A few months later, he was near a mountain ledge and saw his parents again. The urge overwhelmed him and he spread his wings and lunged off the cliff. This time, his wings held the air of the currents and he sailed up into the heavens.  He went higher and higher until he disappeared into the intake of a 737.

From the ground, one turkey watching said, “Eagles may soar, but turkeys don't get sucked into jet engines.” But neither do turkeys experience what eagles were made to do.

God would never give us abilities we don’t need, to do things He never expects us to do, just to satisfy our selfish desires. He takes us step by step, infusing us with power to do what He calls us to do. Had Peter successfully walked on water, he could have undermined the whole mission of spreading the gospel through an arrogance inappropriate to a godly man seeking the honor of the Lord. He would have credited himself for the work God did through him. Not a position Jesus would have wanted him to take.

What can this story teach us? We all have areas in our lives that need to change. Areas where we’ve not surrendered to the Lord. Our pride stands in the way. For the Lord to show us that, He may have to expose us to embarrassment. Embarrassment can be a good teaching emotion when it causes us to never want to repeat what caused the problem in the first place.
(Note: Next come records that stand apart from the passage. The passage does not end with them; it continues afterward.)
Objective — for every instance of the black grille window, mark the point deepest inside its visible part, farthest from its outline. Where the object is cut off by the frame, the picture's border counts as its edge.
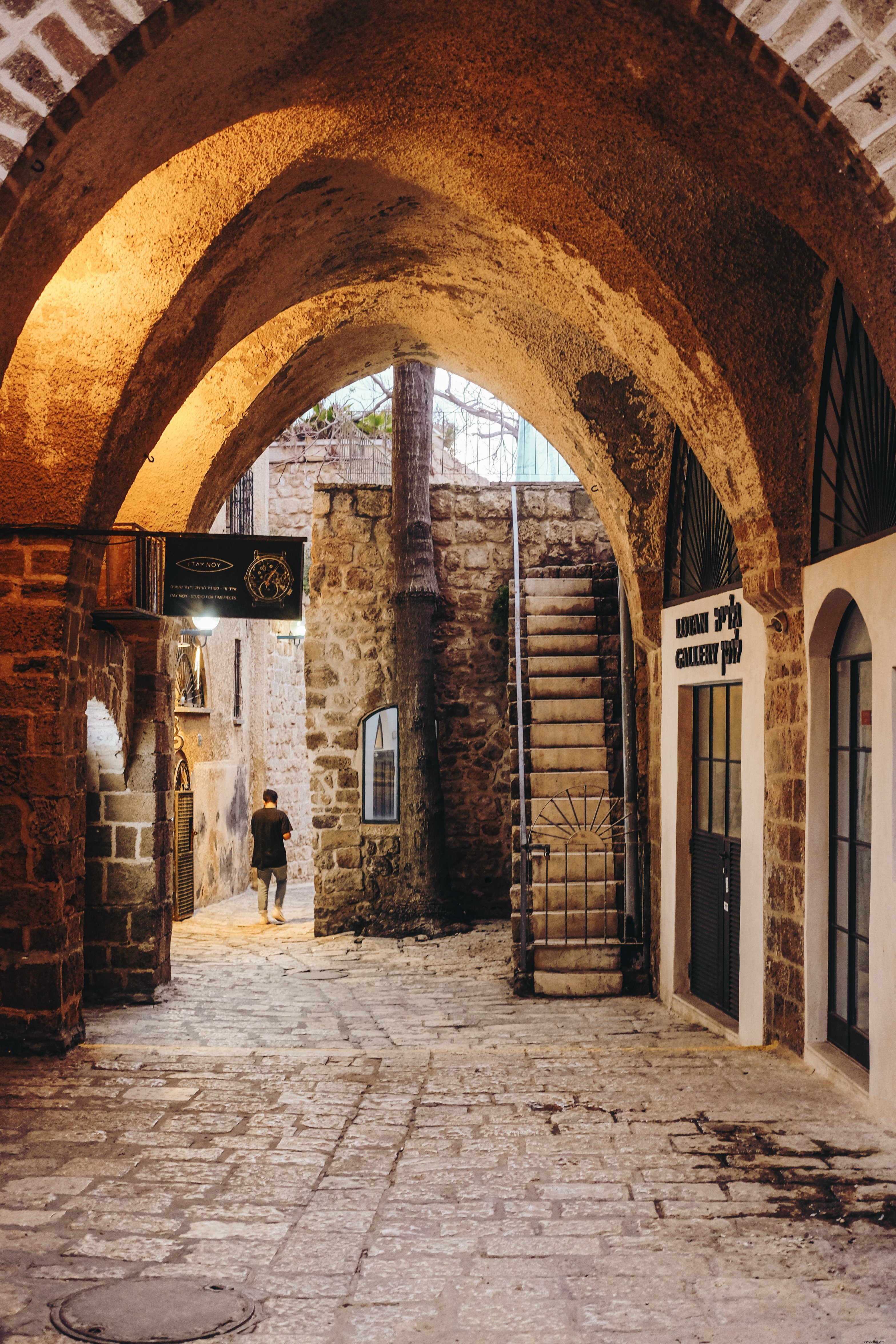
(702, 554)
(855, 486)
(241, 507)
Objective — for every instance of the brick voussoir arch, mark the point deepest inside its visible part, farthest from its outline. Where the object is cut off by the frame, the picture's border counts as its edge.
(711, 15)
(233, 414)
Do you think Peter ever tried this again? No. Once was enough. Did he learn the lesson? Not completely. A short time later he would boast of how he would never deny the Lord, but he did. Then Jesus had to lift him up from drowning one more time.

TAKEAWAYS:

  1. Failure isn’t the problem, not learning from the failure is.
  2. When God needs to challenge us to change, He’ll use whatever tactic works best.
  3. Our preference is He not use moments that hurt or embarrass us.
  4. But unless He gets our attention, we will remain as we are, and if how we are is more dependent on ourselves than Him, He must make us uncomfortable enough to change.